Progress as far as treatment is concerned remains slow in most countries. Worldwide, of those patients receiving treatment, 60% were cured. However, only an estimated 7% of all MDR-TB patients are diagnosed.

MDR TB has several issues that can prove highly problematic for India. As against the 6-month treatment regimen for normal TB, MDR TB treatment can take up to two years or more to treat with drugs that are less potent and more toxic.

Economically, dealing with MDR TB is a big blow for the programme. Drugs for drug resistant TB are highly expensive — 50 to 200 times higher. While a course of standard TB drugs costs $20, MDR TB drugs can cost up to $5,000.

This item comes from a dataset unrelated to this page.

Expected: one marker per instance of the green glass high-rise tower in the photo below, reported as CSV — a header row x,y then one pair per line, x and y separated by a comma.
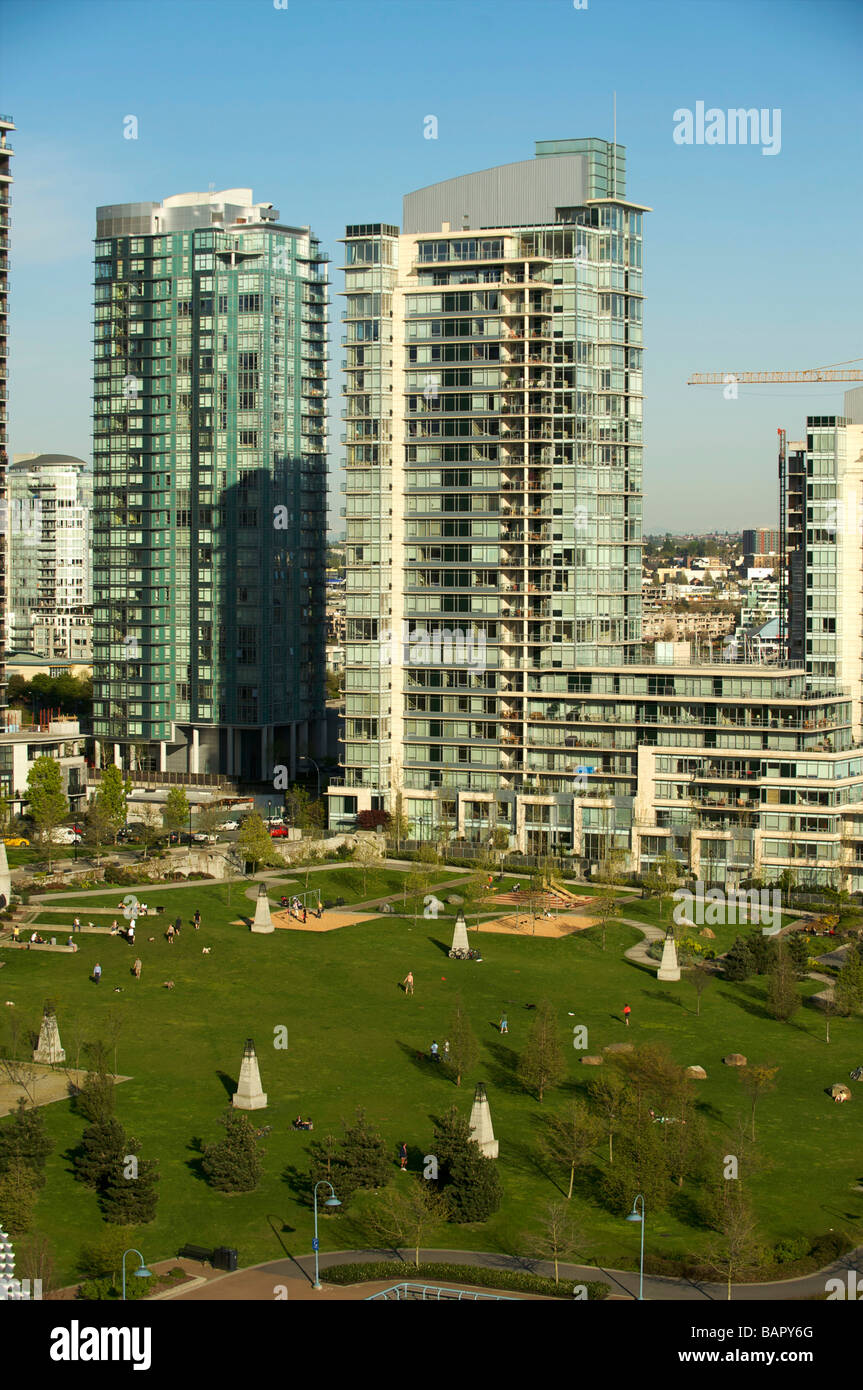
x,y
209,487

Meanwhile, the worst form of drug resistant TB — the extreme type popularly referred to as XDR — is also raising its head much more frequently than before. WHO estimates there may be around 25,000 XDR TB cases a year with most proving fatal. Since XDR TB was first defined in 2006, a total of 58 countries have reported at least one case of this strain till 2008.

WHO also pointed to the fact that there was an urgent need to expand and accelerate diagnosis capabilities in countries and have technology that could diagnose MDR TB in two days rather than traditional methods which can take up to four months. Drug-resistant TB usually arises when people are poorly treated or take substandard medicines. Not all countries have the surveillance systems to pick up cases of XDR TB.

“The funding required for MDR TB control in 2015 will be 16 times higher than the funding that is available in 2010,” the WHO report said.